Что касается работы, тут у Аша возникли трудности в части владения местным наречием. Когда-то давным-давно он научился гуджарати от одного из участников отцовской экспедиции, но с тех пор все забыл, а потому ему пришлось начинать с нуля и, как любому новичку, усиленно заниматься, чтобы овладеть языком. Возможно, то, что в раннем детстве он говорил на нем, помогло Ашу сделать большие успехи, чем он сделал бы в ином случае, – безусловно, товарищи-офицеры, не знавшие его истории (хотя прозвище «Панди» последовало за ним в Ахмадабад), были поражены скоростью, с какой он изучил гуджарати. Впрочем, полковник Помфрет, тридцать лет назад встречавшийся с профессором Хилари Пелам-Мартином, а впоследствии прочитавший по меньшей мере один том из монументального труда профессора «Языки и диалекты Индийского субконтинента», не видел ничего странного в том, что его сын унаследовал лингвистические способности. Полковнику оставалось лишь надеяться, что молодой человек не унаследовал в придачу оригинальных взглядов своего родителя.

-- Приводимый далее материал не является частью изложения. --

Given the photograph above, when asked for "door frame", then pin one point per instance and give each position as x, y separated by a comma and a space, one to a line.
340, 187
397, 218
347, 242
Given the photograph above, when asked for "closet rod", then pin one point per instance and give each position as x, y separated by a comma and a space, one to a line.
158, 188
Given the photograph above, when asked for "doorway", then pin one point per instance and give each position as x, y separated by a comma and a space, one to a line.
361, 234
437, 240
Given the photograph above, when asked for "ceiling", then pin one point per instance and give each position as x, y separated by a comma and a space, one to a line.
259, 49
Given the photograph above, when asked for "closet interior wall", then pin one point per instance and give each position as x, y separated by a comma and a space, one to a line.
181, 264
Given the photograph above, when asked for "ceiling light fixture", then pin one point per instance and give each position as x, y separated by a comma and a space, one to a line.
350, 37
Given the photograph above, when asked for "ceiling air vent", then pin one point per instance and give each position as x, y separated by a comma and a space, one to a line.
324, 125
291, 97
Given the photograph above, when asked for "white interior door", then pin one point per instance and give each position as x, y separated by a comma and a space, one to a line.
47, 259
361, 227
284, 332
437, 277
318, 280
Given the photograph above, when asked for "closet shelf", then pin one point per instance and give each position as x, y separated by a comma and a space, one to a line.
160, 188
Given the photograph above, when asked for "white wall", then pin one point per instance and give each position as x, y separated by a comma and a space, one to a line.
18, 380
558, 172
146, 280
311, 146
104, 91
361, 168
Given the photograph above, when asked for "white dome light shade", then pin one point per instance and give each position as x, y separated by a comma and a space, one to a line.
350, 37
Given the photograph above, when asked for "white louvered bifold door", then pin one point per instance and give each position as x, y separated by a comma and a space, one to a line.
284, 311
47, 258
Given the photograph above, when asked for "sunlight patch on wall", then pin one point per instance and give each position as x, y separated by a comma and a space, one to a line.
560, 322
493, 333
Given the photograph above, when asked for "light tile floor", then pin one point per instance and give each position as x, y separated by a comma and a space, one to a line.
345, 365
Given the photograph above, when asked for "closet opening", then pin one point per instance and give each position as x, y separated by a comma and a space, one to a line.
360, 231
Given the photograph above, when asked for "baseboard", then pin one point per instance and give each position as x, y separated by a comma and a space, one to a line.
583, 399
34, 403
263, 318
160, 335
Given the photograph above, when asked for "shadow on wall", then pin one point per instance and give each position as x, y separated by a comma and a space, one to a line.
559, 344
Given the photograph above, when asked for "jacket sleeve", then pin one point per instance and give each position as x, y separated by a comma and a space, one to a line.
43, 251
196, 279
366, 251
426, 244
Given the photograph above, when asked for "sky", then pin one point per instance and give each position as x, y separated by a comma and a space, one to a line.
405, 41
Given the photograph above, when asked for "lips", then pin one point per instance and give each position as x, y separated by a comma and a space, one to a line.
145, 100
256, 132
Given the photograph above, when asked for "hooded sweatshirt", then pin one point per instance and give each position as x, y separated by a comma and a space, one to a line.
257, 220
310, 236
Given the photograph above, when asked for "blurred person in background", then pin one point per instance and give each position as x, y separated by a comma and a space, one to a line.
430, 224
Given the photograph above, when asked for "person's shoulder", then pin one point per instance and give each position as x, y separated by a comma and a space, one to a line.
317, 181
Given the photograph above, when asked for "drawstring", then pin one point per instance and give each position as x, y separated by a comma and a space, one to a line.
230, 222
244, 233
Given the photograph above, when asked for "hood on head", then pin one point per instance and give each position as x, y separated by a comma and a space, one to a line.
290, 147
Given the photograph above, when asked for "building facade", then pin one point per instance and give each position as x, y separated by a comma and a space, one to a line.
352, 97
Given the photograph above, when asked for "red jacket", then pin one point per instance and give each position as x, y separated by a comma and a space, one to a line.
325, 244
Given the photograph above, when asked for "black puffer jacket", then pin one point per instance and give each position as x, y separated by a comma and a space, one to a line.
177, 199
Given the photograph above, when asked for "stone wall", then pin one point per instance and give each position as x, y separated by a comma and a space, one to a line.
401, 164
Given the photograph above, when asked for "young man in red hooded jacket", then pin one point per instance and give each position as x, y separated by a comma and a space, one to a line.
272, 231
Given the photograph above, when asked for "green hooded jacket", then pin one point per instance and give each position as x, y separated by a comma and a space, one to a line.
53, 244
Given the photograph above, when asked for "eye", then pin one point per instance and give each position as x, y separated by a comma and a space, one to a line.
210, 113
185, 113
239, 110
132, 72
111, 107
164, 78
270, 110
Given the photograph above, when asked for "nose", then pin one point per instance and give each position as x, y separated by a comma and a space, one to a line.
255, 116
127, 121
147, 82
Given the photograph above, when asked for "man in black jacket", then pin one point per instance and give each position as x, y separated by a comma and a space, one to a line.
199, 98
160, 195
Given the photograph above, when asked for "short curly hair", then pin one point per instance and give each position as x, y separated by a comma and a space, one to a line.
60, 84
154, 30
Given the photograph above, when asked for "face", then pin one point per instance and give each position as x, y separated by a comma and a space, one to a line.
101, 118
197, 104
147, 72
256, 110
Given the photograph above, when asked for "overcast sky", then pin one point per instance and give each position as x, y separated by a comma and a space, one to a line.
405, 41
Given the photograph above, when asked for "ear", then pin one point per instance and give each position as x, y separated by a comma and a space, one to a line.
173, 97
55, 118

Но поведение Аша в первые несколько месяцев службы не давало никаких поводов для тревоги. Он выполнял свои обязанности в высшей степени удовлетворительно, пусть и без особого энтузиазма, и прослыл среди младших офицеров «скучным малым», поскольку не выказывал ни малейшего интереса к карточным играм и вечерним попойкам в офицерском собрании. Все сходились во мнении, что, возможно, виновата здесь жара – летняя температура воздуха могла повергнуть в уныние самого жизнерадостного человека – и с наступлением холодного сезона он станет более общительным.
Однако холодный сезон наступил, а ничего не изменилось, разве только мастерство, проявленное Ашем на поле для поло, оказалось достаточно незаурядным и отчасти искупило тот факт, что он оставался все таким же замкнутым и по-прежнему не пытался принимать участие в увеселительных мероприятиях военного городка, при каждой возможности отказываясь от приглашений на карточные вечера и пикники, а равно от участия в различных играх типа «заяц и собаки» или в любительских спектаклях.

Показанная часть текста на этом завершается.